Wherein, the pitch target is high and the fundamental frequency curve is in a flat trend.

The pitch target is low and the fundamental frequency curve tends to be flat.

The pitch target is rising, and the fundamental frequency curve shows a trend of continuously rising.

When pitch is lowered, pitch target is lowered, and fundamental frequency curve shows a trend of continuous descending.

In the low pitch, the pitch target is lowered first and then lowered, and the fundamental frequency curve shows a trend of continuously lowering and gradually flattening at the low position.

And in zigzag modulation, the fundamental frequency curve is in a trend of continuously descending first, then ascending and then descending.

Next, the content of the prosody label information used in the present disclosure will be explained.

Prosodic boundaries (break index, which may be abbreviated as BRK) may also be referred to as discontinuity indexes, and are used to describe the form of the information organized and divided into sentences in the speech stream. Accordingly, prosodic boundary information may be used to indicate word boundary locations where there is a pause in the text, where word boundaries include prosodic phrase boundaries and intonation phrase boundaries.

Prosodic phrase boundaries, i.e., minor phrase boundaries (minor phrases), correspond to prosodic phrases and exhibit short breaks in hearing sensation, resulting in a sense of segmentation of information organization without pauses. As a rule of thumb, transient silence at normal speech rates is typically less than 70ms, and transient silence at slow speech rates (80-120 words/min) is typically between 60ms and 170 ms.

The intonation phrase boundary, i.e. the large phrase boundary (major phrase), corresponds to the intonation phrase, there is a significant pause in hearing, and the words at the large phrase boundary usually have a prolonged delay, so that the words at the boundary have rich intonation expressions, for example, two times of pitch sliding can be performed, and pitch accent and boundary intonation can be realized at the same time. As a rule of thumb, normal speech rates exhibit silence greater than 70ms, and slow speech rates (80-120 words/min) exhibit silence greater than 170 ms.

In addition, the prosodic boundary information can also comprise sentence boundaries, which can enable the boundary tone at the end of the sentence to reach the highest point or the lowest point of the voice range of the speaker, thereby better conforming to the real effect of the speaker.

Optionally, the prosodic boundary information may further include prosodic word boundaries for describing word boundaries.

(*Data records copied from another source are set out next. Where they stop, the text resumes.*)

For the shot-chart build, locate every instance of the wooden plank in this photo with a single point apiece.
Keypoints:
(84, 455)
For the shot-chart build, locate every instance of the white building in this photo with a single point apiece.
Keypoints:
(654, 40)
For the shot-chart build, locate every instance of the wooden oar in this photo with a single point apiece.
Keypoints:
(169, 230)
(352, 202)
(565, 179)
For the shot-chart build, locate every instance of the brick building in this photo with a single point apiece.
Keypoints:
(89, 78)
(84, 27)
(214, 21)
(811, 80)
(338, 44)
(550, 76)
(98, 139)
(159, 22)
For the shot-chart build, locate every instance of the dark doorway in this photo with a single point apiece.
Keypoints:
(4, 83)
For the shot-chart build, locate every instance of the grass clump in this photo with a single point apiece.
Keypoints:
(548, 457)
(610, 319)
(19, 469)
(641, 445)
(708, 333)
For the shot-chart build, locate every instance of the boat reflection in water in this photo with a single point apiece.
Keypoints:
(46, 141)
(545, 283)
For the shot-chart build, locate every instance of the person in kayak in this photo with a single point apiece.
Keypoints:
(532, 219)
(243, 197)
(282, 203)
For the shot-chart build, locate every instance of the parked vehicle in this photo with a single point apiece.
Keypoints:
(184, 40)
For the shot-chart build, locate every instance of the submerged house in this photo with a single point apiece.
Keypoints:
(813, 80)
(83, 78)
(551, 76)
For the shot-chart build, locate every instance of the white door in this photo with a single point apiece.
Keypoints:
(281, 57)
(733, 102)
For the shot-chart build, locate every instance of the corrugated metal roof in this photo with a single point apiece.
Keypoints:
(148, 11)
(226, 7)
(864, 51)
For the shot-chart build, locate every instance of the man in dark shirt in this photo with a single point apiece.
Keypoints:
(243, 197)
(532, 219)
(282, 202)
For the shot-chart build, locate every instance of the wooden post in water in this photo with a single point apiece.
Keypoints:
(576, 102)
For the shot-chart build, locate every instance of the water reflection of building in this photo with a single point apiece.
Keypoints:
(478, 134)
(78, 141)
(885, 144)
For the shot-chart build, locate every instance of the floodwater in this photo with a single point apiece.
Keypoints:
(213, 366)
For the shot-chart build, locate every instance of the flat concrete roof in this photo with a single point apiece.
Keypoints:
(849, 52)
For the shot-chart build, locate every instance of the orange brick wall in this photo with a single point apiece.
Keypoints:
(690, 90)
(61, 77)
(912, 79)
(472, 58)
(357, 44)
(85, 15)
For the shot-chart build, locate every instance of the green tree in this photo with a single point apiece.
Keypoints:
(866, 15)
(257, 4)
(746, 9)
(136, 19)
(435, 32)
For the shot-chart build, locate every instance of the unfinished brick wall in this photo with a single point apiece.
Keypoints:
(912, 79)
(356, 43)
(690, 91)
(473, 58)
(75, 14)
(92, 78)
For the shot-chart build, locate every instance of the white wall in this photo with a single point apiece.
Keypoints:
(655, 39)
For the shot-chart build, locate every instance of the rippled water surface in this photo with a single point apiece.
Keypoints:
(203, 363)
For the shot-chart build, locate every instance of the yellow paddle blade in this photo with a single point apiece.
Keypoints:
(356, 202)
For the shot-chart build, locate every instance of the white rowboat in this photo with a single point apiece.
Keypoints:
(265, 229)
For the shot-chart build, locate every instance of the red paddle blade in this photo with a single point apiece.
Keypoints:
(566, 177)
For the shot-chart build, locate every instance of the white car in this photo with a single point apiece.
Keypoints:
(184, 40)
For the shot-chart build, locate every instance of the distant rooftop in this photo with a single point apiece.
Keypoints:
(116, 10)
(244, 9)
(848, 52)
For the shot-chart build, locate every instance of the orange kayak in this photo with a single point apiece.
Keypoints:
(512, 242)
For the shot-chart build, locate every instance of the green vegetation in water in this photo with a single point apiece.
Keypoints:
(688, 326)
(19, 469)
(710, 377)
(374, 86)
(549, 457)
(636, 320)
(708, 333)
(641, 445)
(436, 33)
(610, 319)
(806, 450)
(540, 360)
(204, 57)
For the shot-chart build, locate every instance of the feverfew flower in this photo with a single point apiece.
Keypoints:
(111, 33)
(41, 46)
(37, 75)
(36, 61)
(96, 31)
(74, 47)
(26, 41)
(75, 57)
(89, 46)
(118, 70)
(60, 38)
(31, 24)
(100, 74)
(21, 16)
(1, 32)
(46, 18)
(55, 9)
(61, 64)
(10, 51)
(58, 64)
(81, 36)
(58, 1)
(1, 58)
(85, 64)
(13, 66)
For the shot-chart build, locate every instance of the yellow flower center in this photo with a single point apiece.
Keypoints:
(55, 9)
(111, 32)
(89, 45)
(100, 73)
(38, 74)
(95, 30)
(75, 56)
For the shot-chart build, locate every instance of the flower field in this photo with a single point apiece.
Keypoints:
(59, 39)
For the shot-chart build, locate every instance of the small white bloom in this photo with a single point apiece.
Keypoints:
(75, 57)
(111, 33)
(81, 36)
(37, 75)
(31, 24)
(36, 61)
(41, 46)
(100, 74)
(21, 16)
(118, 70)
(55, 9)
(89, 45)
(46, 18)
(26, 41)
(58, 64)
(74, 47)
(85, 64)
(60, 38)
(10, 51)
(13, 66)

Prosodic word boundaries (prosody words) belong to a stressed domain, have one stressed syllable and obvious coarticulation phenomenon in the domain, have weak discontinuity feeling on the hearing feeling, and do not have pause and obvious information organization segmentation feeling. In general, no delay lengthening phenomenon and no pause phenomenon occur at the boundary.

Based on the prosody labeling information, prosody labeling of the text can be achieved, and based on the prosody information, a more natural voice synthesis result can be obtained. Moreover, based on the description, the labeling mode can be standardized, the scope and the labeling domain of the labeling can be defined, the acoustic clues and the threshold of the labeling can be set, and the labeling consistency can be improved.

A detailed description will be given below of a specific embodiment of determining the tone mark information of the text to be synthesized in S101. In particular, the method can be implemented in various ways, and in one embodiment, the tone marking information of the text to be synthesized can be determined in a manual marking mode. Specifically, a tone marking operation for the text to be synthesized may be received, and tone marking information of the text to be synthesized may be generated according to the tone marking operation.

That is, the annotating personnel can directly perform the tone annotation operation on the text to be synthesized, and annotate the tone features expected to be heard from the synthesized audio into the text to be synthesized. For the labeling idea of various tone features, the foregoing description about the tone labeling information can be referred to.

For example, a corresponding relationship between the tone type of each Chinese exclamation word and the pragmatic intent (as shown in table 1 below) may be established in advance to assist the annotating personnel in performing tone annotation operation. Where the pragmatic intent is to characterize the pragmatic effect that a word sigh is intended to express, e.g., pray, solicitation, question, surprise, disappointment, obsessiveness, etc.

TABLE 1 correspondence table between tone type of exclamation word of each Chinese character and pragmatic intention

High and low level adjustment

Height-rising tone

High descending tone

Zigzag tone

Low pitch

Low level tone

O

Pray to make and request

Question and surprise

Exclamation and burst

The connection of the Chinese and Qi and the uttering of the word

In thinking

Hum

Threat, force

Discontent with

Chest, frequent and belching

Responding to, uttering words

Accident of

Recognition and acceptance

Disappointing and difficult to pass

……

, respectively

Chinese words

Accident of

Agreement, confirmation

Go wrong

Agreement in thinking

In thinking

In another embodiment, the determination of the tone marking information of the text to be synthesized can be completed through a pre-trained tone marking model. Specifically, the text to be synthesized may be input to a pre-trained tone labeling model, so as to obtain tone labeling information of the text to be synthesized.

And the tone labeling model can be obtained by training based on a second training text with tone labeling information. Specifically, the tone labeling model can be trained through S201 and S202 shown in fig. 2.

In S201, a second training text and tone labeling information of the second training text are obtained.

In S202, model training is performed by using the second training text as an input of the tone labeling model, and using the tone labeling information of the second training text as a target of the tone labeling model, so as to obtain the tone labeling model.

In this disclosure, the second training text may be a text extracted from a real existing voice, and for such a voice, a annotator may first annotate the tone type of each single-word exclamation word in the text by listening to the voice to generate tone annotation information. Such labeling relies primarily on the auditory perception of the labeling person. In addition, the marking process can also refer to the corresponding relation between the tone type of each Chinese exclamation word and the pragmatic intention.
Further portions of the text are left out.